A couple of people wrote to me to say that they are annoyed that we built robots to make “art” (scare quotes) when we should be making robots to do laundry.
And aside from the fact that unless you do take your laundry to the river to wash it, you already have a robot that does 90% of the work (and I can respect wanting automation for the other 10%)…
We don’t have robots (chatbots) that make art or write code either! They do an average job of some things, poor at others, and you can’t rely on them at all. If this is “AI”, I want it nowhere near my laundry.
Our 2020s tech industry loves to automate the easy part and hand-wave away the part that matters. The chatbots can’t do anything; they can only do the pointless parts, the boilerplate, the busywork. This is not the work. Humans still have to do this and the chatbots make it harder because they have to sift through bullshit to do so.
Keep Sam Altman the fuck away from my chores. He’ll just break all my dishes and dye my t-shirts blue.
@samir "And aside from the fact that unless you do take your laundry to the river to wash it, you already have a robot that does 90% of the work (and I can respect wanting automation for the other 10%)…"
I guess the ironing might only be 10% but it still would be nice to get rid of having to do it ...
> Our 2020s tech industry loves to automate the easy part and hand-wave away the part that matters
Which itself is pretty much just what Brooks warned about in No Silver Bullet back in the 80s.
We’re pouring hundreds of billions into something that in the absolute best case scenario (for boosters) would only address accidental complexity, and expecting somehow essential complexity will disappear too
@samir enjoy...writing lots of tests.
you feeling alright mate?
Except that the code review is also given to the automate that programmed the shit ( and yes vibing code it is for you. )
And good luck for the maintenance of programs.
@samir Respectfully I think that's ... maybe the inverse?
We automated the bad bit, which is "generating the text", in a way that obviates the important part, of creating a community of comprehension around the problem we're solving.
@mhoye I don’t think you can separate these two things.
And I prefer my sharing through pair or ensemble programming, not asynchronous reading, which always misses the important part (e.g. “why are we doing this, anyway?”)

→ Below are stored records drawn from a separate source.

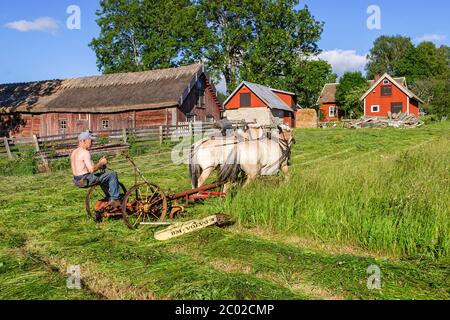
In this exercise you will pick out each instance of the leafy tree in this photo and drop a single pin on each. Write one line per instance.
(424, 62)
(231, 23)
(440, 104)
(351, 87)
(139, 35)
(285, 37)
(259, 41)
(386, 53)
(307, 78)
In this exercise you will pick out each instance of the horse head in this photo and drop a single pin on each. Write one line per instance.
(286, 135)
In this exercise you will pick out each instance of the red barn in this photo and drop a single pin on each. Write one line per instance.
(390, 95)
(108, 102)
(257, 103)
(329, 109)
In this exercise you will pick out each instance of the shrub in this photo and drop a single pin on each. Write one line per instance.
(24, 164)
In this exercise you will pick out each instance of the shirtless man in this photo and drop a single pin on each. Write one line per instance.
(84, 171)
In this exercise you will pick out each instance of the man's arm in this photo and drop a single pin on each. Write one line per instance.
(90, 165)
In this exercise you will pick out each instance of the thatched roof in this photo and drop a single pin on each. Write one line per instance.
(100, 94)
(266, 94)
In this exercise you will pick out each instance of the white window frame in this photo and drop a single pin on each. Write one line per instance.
(104, 122)
(62, 124)
(375, 106)
(334, 113)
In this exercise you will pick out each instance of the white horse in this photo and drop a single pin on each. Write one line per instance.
(252, 153)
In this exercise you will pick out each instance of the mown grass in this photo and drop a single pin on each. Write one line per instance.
(395, 199)
(43, 230)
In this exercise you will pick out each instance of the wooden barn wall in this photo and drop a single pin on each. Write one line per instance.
(50, 123)
(31, 125)
(210, 108)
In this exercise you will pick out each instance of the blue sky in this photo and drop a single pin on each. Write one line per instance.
(36, 44)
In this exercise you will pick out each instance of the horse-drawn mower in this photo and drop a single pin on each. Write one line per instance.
(145, 202)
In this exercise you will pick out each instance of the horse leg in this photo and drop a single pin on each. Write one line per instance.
(226, 187)
(250, 177)
(204, 176)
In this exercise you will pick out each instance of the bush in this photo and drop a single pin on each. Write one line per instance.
(24, 164)
(429, 119)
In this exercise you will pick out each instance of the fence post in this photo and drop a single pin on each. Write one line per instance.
(36, 143)
(125, 138)
(41, 154)
(191, 132)
(8, 150)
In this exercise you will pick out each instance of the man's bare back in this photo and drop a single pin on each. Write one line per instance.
(81, 162)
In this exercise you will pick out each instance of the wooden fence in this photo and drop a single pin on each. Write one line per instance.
(107, 142)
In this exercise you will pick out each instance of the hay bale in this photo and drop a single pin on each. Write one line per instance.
(306, 118)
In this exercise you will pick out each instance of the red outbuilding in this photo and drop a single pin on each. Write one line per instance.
(253, 102)
(329, 109)
(389, 95)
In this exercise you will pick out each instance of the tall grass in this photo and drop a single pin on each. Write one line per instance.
(396, 202)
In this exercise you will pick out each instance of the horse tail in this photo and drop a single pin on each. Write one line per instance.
(230, 171)
(194, 167)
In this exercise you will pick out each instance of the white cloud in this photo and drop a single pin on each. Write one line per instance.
(431, 38)
(44, 24)
(344, 60)
(222, 86)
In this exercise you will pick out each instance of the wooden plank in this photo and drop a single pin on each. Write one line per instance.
(8, 150)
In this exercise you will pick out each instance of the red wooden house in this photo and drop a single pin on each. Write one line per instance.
(329, 109)
(252, 102)
(386, 94)
(108, 102)
(392, 95)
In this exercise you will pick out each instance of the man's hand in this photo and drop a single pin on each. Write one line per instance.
(101, 164)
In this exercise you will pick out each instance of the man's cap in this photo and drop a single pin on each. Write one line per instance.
(85, 136)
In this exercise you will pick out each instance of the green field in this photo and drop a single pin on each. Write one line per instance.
(354, 198)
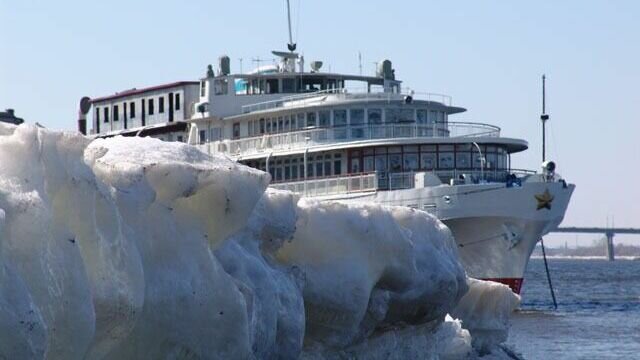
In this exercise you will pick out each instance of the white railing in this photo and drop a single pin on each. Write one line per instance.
(322, 136)
(345, 94)
(332, 185)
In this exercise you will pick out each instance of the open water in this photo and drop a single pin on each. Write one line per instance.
(598, 315)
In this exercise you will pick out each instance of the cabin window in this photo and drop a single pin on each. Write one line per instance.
(311, 119)
(395, 163)
(356, 118)
(410, 162)
(203, 88)
(374, 116)
(272, 86)
(324, 118)
(300, 117)
(288, 85)
(445, 160)
(433, 117)
(421, 116)
(427, 161)
(220, 86)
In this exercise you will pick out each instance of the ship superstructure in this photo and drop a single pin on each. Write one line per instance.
(365, 138)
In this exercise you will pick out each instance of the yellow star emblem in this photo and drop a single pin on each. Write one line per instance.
(544, 200)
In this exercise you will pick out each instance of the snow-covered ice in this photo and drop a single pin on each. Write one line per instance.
(134, 248)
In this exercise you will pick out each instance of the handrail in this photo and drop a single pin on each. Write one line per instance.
(373, 181)
(345, 93)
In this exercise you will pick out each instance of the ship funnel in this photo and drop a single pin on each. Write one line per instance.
(224, 65)
(316, 65)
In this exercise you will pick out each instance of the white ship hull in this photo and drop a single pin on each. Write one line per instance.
(496, 227)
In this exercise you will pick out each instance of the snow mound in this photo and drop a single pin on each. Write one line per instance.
(136, 248)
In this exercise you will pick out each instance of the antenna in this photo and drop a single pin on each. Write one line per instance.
(544, 117)
(291, 45)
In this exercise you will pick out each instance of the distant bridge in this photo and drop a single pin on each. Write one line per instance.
(608, 232)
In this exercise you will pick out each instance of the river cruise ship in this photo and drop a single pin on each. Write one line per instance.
(365, 139)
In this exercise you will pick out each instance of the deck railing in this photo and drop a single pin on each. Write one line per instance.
(361, 94)
(322, 136)
(366, 182)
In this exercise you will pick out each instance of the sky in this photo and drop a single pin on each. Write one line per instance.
(488, 55)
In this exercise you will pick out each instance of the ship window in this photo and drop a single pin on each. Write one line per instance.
(427, 161)
(399, 115)
(311, 119)
(421, 116)
(324, 118)
(339, 117)
(410, 162)
(492, 160)
(272, 86)
(220, 87)
(356, 116)
(395, 150)
(368, 164)
(236, 130)
(395, 163)
(300, 117)
(374, 116)
(288, 85)
(463, 160)
(445, 160)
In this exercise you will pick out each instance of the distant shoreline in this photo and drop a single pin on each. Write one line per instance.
(569, 257)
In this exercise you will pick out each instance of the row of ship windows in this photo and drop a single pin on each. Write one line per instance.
(132, 109)
(340, 117)
(388, 159)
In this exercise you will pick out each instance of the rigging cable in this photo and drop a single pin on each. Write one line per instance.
(546, 267)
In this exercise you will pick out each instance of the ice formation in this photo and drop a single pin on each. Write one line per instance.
(137, 248)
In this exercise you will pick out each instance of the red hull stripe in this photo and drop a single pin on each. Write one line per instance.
(514, 283)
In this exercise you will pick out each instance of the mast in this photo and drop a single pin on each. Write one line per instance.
(544, 117)
(291, 45)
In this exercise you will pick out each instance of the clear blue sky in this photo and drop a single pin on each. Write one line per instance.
(488, 55)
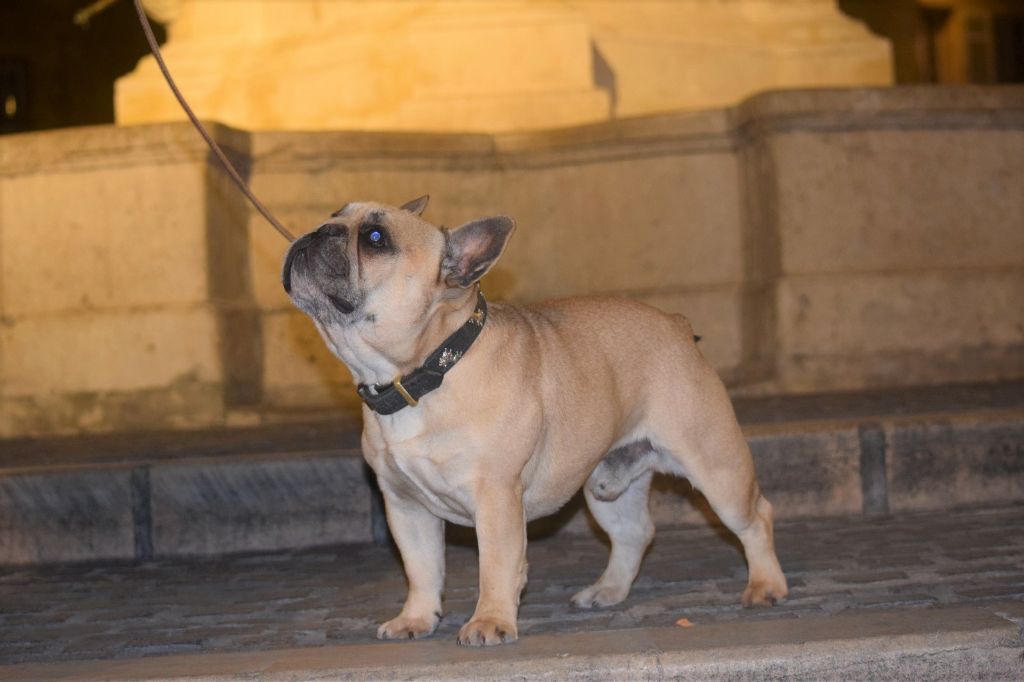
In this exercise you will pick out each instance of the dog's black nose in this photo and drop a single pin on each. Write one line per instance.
(332, 229)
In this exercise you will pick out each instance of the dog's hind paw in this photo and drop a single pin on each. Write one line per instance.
(409, 628)
(763, 594)
(598, 595)
(487, 632)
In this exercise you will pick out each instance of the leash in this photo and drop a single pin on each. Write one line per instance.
(155, 48)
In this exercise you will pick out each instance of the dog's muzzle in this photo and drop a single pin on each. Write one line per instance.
(320, 258)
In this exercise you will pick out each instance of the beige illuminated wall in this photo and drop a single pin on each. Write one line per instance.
(488, 66)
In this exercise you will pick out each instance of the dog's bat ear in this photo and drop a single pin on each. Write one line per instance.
(417, 206)
(472, 249)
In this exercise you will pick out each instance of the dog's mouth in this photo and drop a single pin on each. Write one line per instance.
(311, 264)
(340, 304)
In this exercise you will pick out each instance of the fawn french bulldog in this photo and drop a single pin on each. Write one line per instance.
(495, 415)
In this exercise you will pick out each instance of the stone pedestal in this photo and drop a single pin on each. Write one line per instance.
(487, 67)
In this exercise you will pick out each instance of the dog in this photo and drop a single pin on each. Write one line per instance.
(492, 416)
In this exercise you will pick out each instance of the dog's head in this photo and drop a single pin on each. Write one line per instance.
(375, 274)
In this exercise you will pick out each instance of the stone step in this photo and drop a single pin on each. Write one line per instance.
(956, 643)
(906, 596)
(294, 485)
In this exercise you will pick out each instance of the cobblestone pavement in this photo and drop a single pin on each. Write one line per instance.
(339, 595)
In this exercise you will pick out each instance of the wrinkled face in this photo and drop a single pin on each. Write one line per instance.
(369, 264)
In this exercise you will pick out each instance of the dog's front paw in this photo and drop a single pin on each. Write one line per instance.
(406, 627)
(764, 593)
(487, 632)
(599, 595)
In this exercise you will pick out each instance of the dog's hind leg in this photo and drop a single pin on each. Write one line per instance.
(713, 454)
(627, 520)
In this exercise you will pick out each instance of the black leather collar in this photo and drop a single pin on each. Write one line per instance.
(406, 391)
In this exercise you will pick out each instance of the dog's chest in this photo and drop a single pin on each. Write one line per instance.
(428, 466)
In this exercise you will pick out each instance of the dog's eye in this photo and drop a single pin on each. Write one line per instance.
(375, 238)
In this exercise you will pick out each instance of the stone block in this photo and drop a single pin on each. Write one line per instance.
(942, 463)
(299, 371)
(114, 237)
(853, 331)
(855, 200)
(212, 508)
(111, 351)
(66, 516)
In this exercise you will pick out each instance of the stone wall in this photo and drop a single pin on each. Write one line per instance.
(817, 240)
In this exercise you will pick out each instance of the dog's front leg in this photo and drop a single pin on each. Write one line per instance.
(420, 537)
(501, 537)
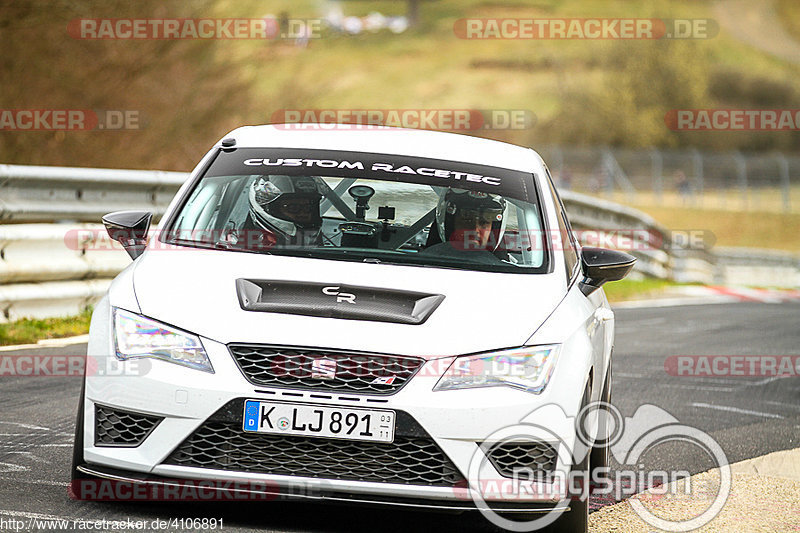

I think that's more true of emails, status reports, and PowerPoint presentations than of software that must actually do the work of running the company. Far more obviously dangerous in the latter.
In the former, the management and sales spaces were filled with ill-thought-out nonsense already.
@paul_edwin the purpose here seems to be to avoid learning or sharing at the review stage though
that's not what folks are doing, they're cutting that entire step and moving towards incomprehension
From the Department of "Just Because You •Can• Doesn't Mean You •Should•"
Also, LLMs are designed to fool us. That's their core essential feature. That's what they're designed to be best at.
So they not only increase the volume (both frequency and size) of code reviews, they make the process much more difficult and error-prone, as they're *designed* at their core to produce plausible-looking code that will fool code reviewers.
@samir Instead of getting a robot that does the laundry and washes dishes so I can spend my time being creative, I get a thing that fakes creativity so I can spend my time doing laundry and washing dishes.
This is the most disappointing dystopia possible.
@MyLittleMetroid It is true, I could go for more automation!
What I really want is a bathroom-cleaning robot. I hate cleaning the bathroom.